Starts Tumbled In January As Tariff Worries, Rates Put Pressure On Builders

New construction indicators floundered in January as tariff anxiety and unsold inventory put homebuilders on edge.

Overall starts slipped 9.8% last month to a seasonally adjusted annual rate of 1.37 million, according to new data from the U.S. Census Bureau. They declined 0.7% from January 2024.

Economists surveyed by Bloomberg had expected an annualized 1.39 million pace.

Single-family starts in particular fell 8.4% to an annualized rate of 993,000, their first dip since October 2024.

Permits, an indicator of future construction, fared slightly better, increasing by 0.1% to a rate of 1.48 million.
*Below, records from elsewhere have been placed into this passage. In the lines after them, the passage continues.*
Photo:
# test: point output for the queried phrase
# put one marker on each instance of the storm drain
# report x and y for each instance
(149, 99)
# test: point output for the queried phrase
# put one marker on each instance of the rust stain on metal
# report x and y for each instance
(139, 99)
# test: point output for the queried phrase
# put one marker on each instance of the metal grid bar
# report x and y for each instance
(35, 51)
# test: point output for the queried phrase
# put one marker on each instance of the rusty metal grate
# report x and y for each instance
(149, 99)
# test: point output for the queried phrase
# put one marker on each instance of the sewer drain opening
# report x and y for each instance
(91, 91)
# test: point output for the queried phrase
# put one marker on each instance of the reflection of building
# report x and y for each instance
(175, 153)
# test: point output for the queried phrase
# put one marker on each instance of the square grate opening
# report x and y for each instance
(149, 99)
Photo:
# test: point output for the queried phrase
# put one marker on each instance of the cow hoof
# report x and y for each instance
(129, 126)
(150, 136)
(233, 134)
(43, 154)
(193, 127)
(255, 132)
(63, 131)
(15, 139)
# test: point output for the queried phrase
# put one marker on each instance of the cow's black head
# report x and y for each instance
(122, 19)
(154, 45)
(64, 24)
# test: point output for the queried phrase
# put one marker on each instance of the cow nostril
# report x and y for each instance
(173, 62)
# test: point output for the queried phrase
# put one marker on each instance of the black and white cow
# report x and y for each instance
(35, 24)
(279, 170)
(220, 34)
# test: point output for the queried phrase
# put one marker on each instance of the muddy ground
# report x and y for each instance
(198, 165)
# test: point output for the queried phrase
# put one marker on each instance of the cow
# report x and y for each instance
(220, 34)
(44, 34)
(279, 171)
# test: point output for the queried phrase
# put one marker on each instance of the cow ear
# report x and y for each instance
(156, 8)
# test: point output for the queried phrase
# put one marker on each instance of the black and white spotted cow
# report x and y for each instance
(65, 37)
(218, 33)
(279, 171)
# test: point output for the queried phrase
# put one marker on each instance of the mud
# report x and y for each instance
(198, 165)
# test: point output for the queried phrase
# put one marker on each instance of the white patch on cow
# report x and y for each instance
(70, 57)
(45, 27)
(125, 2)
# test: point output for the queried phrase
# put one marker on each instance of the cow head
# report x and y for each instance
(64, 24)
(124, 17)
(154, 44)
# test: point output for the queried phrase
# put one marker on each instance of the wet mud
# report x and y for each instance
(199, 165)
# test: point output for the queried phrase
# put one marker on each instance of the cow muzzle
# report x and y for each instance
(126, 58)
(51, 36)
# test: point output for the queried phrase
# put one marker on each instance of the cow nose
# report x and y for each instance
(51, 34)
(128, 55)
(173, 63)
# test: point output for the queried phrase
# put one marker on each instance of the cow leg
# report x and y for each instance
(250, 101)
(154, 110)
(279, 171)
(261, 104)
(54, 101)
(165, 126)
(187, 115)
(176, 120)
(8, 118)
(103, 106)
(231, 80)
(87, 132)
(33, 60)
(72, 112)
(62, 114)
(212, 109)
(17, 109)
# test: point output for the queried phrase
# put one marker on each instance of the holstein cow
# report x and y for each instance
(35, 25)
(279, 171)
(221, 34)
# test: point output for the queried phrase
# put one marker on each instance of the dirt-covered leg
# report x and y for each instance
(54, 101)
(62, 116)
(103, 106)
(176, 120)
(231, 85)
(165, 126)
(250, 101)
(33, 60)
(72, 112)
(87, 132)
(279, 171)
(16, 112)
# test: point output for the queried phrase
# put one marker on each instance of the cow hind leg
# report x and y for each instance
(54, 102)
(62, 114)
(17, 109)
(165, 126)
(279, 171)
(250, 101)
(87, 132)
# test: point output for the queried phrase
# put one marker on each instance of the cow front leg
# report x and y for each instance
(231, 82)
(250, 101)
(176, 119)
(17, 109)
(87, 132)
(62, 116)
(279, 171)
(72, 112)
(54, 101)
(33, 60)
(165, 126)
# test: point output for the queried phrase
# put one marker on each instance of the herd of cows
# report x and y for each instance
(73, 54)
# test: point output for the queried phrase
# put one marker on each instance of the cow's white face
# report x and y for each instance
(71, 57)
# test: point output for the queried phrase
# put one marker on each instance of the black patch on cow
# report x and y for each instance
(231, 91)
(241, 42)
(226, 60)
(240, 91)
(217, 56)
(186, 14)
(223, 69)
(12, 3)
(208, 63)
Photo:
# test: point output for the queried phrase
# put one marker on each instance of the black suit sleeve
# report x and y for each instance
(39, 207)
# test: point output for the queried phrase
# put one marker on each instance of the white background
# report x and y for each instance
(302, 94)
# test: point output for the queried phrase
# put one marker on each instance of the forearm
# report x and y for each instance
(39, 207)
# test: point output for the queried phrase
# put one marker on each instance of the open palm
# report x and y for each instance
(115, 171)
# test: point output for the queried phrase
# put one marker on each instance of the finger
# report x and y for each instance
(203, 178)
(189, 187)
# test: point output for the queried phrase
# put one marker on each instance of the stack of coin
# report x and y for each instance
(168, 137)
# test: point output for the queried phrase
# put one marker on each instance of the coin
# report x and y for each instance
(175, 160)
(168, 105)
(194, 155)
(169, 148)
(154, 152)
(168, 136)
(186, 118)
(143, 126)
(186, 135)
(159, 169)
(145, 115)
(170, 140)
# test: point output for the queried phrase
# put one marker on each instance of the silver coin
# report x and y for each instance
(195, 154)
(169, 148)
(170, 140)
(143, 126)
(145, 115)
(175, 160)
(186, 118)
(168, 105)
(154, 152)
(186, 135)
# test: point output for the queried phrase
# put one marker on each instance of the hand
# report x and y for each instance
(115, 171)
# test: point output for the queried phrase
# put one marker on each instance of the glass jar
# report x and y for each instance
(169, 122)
Homebuilder confidence took a hit as the reality of President Donald Trump’s tariff war set in. New construction relies on imported goods like lumber.

“While builders hold out hope for pro-development policies, particularly for regulatory reform, policy uncertainty and cost factors created a reset for 2025 expectations,” Carl Harris, chairman of the National Association of Home Builders, said.

At the same time, stagnating interest rates are causing inventory to pile up in many markets, a headache for home sellers and builders alike.

There was a 3.7-month for-sale supply on the market in January, the most in six years and historically enough to indicate a buyer’s market. But home shoppers still don’t feel like they have the upper hand.

“Many buyers don’t feel like they are in a buyer’s market, with home prices at near-record highs and mortgage rates elevated. But we are more than halfway through the decade and this is the first time we can say that buyers have as much, if not more, power than sellers,” Redfin Economics Research Lead Chen Zhao commented.